Pour aider ces élèves, Thouny et Catteau (2012) soulignent qu’il ne suffit pas d’adapter, mais qu’il faut essayer de changer les choses ! « Il convient de ne pas s’inscrire dans une simple logique de rattrapage, mais plutôt tenter de modifier les postures de ces élèves face au savoir et aux apprentissages. […]. Il est nécessaire de rendre visible ce qu’il y a à apprendre au travers des tâches (double dimension) en donnant lieu à une réflexion sur les objets de savoirs qui sont en jeu derrière les situations proposées » (p. 39).
Il est donc souhaitable d’amener les élèves à « penser » les tâches et à ne pas juste se contenter de les réaliser, et de leur permettre d’être partie prenante dans la construction des connaissances, en tablant sur le développement de ressources qui relèvent à la fois de savoirs et de savoir-faire qui soient mobilisables dans d’autres situations.
Selon Boimare (2012), « Là où il faudrait du nourrissage culturel intensif et de l’entraînement journalier à débattre, la peur d’enseigner , pousse à valoriser le rattrapage et le colmatage, si possible en dehors de la classe » (p. 24).
Nous avons pu également remarquer, dans les classes où nous avons séjourné, que ces élèves qui ont peur d’apprendre (Boimare, 2012) ne souffrent pas d’un sous-entraînement ou d’un manque de répétitions. Un autre phénomène, qui n’a rien à voir avec l’intelligence, semble s’emparer d’eux, lorsque nous cherchons à leur livrer les clefs du savoir !… Face aux tâches qu’il leur est demandé de faire, ces élèves adoptent une attitude de retrait, comme s’ils étaient soudainement très loin, perdus dans les nuages ou sur une autre planète… D’ailleurs, lorsque l’on insiste avec des méthodes qui ne leur conviennent pas, ils apparaissent comme submergés, et nos insistances semblent les pousser à renforcer davantage leurs stratégies anti-apprentissages. Nous en déduisons donc que c’est d’autre chose dont ils ont besoin…
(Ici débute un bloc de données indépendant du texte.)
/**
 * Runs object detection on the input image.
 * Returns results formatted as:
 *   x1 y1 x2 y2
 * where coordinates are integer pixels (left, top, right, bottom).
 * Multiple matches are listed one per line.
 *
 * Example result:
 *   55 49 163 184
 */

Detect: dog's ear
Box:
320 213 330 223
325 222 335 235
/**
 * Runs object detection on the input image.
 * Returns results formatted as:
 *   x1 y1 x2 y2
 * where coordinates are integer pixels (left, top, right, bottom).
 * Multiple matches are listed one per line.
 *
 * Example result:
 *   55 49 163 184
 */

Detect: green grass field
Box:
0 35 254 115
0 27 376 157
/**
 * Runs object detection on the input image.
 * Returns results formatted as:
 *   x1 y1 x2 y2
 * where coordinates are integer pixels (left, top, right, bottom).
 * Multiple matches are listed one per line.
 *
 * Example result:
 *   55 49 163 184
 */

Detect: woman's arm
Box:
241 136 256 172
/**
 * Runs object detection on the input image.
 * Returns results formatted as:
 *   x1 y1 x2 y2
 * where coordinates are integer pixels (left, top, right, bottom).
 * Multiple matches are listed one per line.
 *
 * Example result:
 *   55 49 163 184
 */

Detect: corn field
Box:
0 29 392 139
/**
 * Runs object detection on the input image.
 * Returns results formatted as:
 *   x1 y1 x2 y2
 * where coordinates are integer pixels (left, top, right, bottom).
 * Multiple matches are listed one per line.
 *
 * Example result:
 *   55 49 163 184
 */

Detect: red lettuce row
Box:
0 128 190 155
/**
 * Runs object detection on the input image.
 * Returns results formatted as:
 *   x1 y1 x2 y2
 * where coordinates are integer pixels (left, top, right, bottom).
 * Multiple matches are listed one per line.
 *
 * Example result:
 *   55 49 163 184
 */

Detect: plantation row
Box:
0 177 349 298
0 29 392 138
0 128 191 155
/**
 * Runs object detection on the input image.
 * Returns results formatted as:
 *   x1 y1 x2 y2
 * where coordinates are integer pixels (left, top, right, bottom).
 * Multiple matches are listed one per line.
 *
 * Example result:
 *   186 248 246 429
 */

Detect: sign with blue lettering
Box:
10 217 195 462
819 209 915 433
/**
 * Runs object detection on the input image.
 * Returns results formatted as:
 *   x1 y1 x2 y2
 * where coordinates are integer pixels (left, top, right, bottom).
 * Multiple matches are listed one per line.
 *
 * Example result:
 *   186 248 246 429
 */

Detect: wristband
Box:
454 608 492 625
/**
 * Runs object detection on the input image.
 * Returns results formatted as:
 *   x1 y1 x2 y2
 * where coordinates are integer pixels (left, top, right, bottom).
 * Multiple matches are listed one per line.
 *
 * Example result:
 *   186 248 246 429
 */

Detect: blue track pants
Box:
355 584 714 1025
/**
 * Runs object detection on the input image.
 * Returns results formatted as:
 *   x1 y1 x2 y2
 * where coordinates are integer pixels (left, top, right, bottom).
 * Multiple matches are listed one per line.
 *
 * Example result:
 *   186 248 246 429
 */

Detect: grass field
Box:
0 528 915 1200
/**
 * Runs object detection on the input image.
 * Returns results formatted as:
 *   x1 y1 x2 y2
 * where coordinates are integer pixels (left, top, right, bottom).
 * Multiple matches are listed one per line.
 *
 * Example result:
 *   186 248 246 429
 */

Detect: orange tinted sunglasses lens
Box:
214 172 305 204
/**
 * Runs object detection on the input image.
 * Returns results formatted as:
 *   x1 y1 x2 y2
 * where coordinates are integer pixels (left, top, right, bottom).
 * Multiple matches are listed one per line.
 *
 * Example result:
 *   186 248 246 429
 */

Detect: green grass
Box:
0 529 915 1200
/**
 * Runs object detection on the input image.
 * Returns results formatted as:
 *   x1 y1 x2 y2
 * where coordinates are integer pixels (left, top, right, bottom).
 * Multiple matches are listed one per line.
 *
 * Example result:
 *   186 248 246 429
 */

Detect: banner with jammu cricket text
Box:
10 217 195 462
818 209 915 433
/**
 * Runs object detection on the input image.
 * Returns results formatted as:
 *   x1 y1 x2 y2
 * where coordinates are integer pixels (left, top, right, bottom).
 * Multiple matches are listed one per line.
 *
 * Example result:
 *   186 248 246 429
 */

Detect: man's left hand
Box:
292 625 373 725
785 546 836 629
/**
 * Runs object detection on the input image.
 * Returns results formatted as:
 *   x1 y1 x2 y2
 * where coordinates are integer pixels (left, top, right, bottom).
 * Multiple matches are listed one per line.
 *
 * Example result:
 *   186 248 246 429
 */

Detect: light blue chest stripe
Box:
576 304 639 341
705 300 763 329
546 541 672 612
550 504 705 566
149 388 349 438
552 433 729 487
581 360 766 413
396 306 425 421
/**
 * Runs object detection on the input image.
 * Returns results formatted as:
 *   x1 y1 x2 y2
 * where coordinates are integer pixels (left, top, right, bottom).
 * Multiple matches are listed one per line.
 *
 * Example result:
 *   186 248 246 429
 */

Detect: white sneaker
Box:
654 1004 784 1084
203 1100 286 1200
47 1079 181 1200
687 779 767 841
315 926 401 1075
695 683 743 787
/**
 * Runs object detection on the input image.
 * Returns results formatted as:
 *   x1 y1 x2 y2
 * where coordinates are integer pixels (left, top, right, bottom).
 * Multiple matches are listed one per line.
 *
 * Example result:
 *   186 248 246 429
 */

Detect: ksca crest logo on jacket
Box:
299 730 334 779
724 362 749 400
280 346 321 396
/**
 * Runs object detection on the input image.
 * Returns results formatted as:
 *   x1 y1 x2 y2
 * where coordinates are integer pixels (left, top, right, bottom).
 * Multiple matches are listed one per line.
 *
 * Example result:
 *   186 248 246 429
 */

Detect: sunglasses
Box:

De ce qui précède, nous pouvons nous demander, et à juste titre, comment un enseignant peut remplir pleinement sa mission sans être correctement préparé à traiter avec l’empêchement de penser qui, toujours selon Boimare (2012), est la cause première de l’échec scolaire. Il nous apparaît donc pertinent de vouloir chercher à comprendre pourquoi ces enfants n’arrivent pas à apprendre et de nous intéresser à de nouvelles pistes didactiques afin d’apporter d’autres solutions. Les enjeux qui s’y rattachent nous semblent une bonne raison pour vouloir les explorer.
Qu’est-ce que la médiation culturelle ?
Pour bien saisir le concept de médiation culturelle, voyons d’abord les différentes acceptions que l’on peut trouver à son sujet.
Définition
Selon le Petit Robert, et dans son acception didactique, la médiation est « le fait de servir d’intermédiaire ». Une médiation culturelle correspond donc à une situation où la culture sert d’intermédiaire, entre le savoir, par exemple, et les élèves.
Sur le site de la ville de Montréal (2015), on peut lire que « le terme « médiation culturelle » est employé au Québec depuis les années 2000 pour désigner des stratégies d’action culturelle centrées sur les situations d’échange et de rencontre entre les citoyens et les milieux culturels et artistiques. Elle se caractérise [d’une part] par la mise en place de moyens d’accompagnement, de création et d’intervention destinés aux populations locales et aux publics du milieu artistique et culturel ; [et d’autre part par] l’objectif de favoriser la diversité des formes d’expression culturelle et des formes de participation à la vie culturelle ».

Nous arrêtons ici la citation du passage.